In a report ordered by Congress, the NAS said a stiffening of the laws against commercial drivers' drinking and vigorous enforcement by police would save as many as 250 lives and prevent thousands of highway injuries a year.

''Any consumption of alcohol on the job by commercial vehicle drivers is inappropriate ... and incompatible with traffic safety,'' the special committee of the academy's Research Council said in the report to the Department of Transportation.

The department must decide within a year on a national alcohol standard for truck and bus drivers and it is expected to rely heavily on the conclusions of the year-long study and report released today.

States would have to comply with the national standard or risk the loss of part of their federal highway money.

States currently consider a commercial truck or bus driver impaired and subject to criminal penalties when a blood alcohol level of 0.10 percent is found, the same level used in cases involving non-commercial drivers.

But the Research Council panel, which included a cross-section of experts, said the level at which a driver is considered under the influence should be lowered from 0.10 percent to 0.04 percent because of the increased hazards posed by large trucks and buses.

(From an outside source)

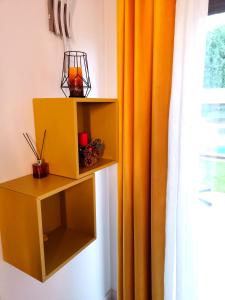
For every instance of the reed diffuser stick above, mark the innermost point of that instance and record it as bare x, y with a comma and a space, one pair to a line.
27, 138
42, 144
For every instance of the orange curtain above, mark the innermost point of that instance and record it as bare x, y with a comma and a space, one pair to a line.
145, 49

Drivers of such vehicles should be subject to a loss of license - one year for first offenses and permanently for second offenses - with a blood alcohol level of 0.04, the study concludes. Furthermore, it said, the driver should face a 30-day suspension if any alcohol whatsoever is found in blood tests.

The report said there are about 750 fatal highway accidents a year in which a driver of a truck or bus is found to have been drinking.

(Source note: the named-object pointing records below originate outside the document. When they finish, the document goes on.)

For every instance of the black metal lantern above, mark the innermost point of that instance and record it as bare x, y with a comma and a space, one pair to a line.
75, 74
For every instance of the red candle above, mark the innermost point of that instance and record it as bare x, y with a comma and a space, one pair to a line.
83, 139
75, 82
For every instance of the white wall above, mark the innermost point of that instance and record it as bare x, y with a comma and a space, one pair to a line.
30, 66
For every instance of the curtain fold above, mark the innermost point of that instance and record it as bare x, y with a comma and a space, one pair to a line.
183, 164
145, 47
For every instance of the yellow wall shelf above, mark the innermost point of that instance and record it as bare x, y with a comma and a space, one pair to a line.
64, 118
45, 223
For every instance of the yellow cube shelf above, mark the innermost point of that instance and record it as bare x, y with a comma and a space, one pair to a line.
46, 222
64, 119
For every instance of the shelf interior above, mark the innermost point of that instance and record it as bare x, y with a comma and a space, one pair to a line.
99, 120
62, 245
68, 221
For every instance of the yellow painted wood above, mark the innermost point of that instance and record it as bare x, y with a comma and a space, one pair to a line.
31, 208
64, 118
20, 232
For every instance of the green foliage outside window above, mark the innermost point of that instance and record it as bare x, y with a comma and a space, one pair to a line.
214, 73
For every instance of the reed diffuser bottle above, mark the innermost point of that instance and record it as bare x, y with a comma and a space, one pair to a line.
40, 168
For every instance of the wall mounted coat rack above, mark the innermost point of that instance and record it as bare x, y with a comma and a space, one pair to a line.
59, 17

Truck accidents overall kill nearly 6,000 people a year, about 80 percent of them in other vehicles or pedestrians, and the research group said the special hazards posed by large trucks and buses warrant tighter alcohol curbs.

The weight and size of such vehicles, limitations on highway design and fatigue among truck and bus drivers make the effects of alcohol at lower blood levels more hazardous than among drivers in the general public, the report said.

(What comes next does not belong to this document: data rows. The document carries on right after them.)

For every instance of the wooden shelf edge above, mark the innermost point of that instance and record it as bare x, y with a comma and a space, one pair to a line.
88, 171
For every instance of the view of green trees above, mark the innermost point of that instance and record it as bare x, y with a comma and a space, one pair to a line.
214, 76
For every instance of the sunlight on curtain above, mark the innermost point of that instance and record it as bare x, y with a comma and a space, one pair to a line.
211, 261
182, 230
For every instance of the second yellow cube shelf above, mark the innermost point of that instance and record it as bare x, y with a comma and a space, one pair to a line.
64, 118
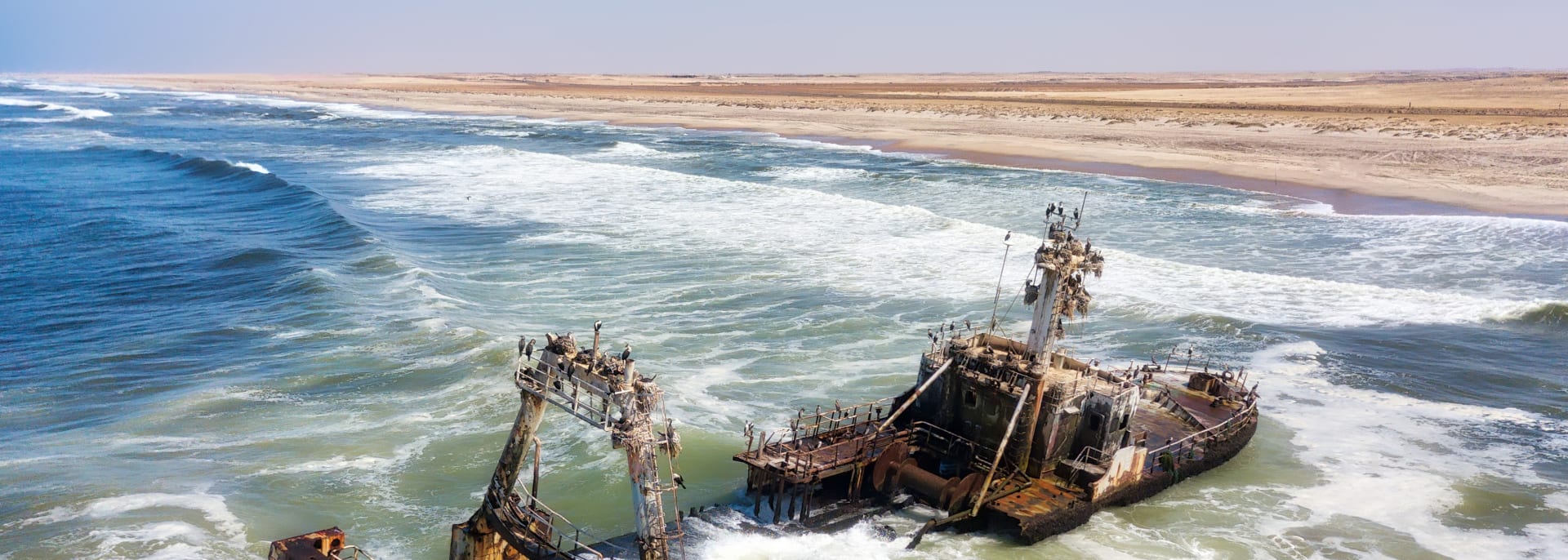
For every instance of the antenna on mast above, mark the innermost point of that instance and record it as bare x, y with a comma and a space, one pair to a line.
996, 301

''In short, the majority of the committee believes that the (blood alcohol) standard for commercial vehicle drivers should be zero and that the penalties should be graduated to match the offense,'' the report said.

Nevertheless, several of the panel members favored leaving the blood alcohol level for truck and bus drivers at 0.10, suggesting that the steps needed to enforce the lower levels, notably more sophisticated breath- screening devices, may be unconstitutional.

The year-long study was directed by Congress in a 1986 law that requires the secretary of transportation to establish by October 1988 a national standard at which a commercial bus or truck driver would be considered to be legally under the influence of alcohol and subject to license revocation.

If no action is taken, the 0.04 standard automatically will go into effect.

The law also requires each state to enact legislation reflecting the federal standard. States failing to comply with the standard could have up to 10 percent of their federal highway money withheld.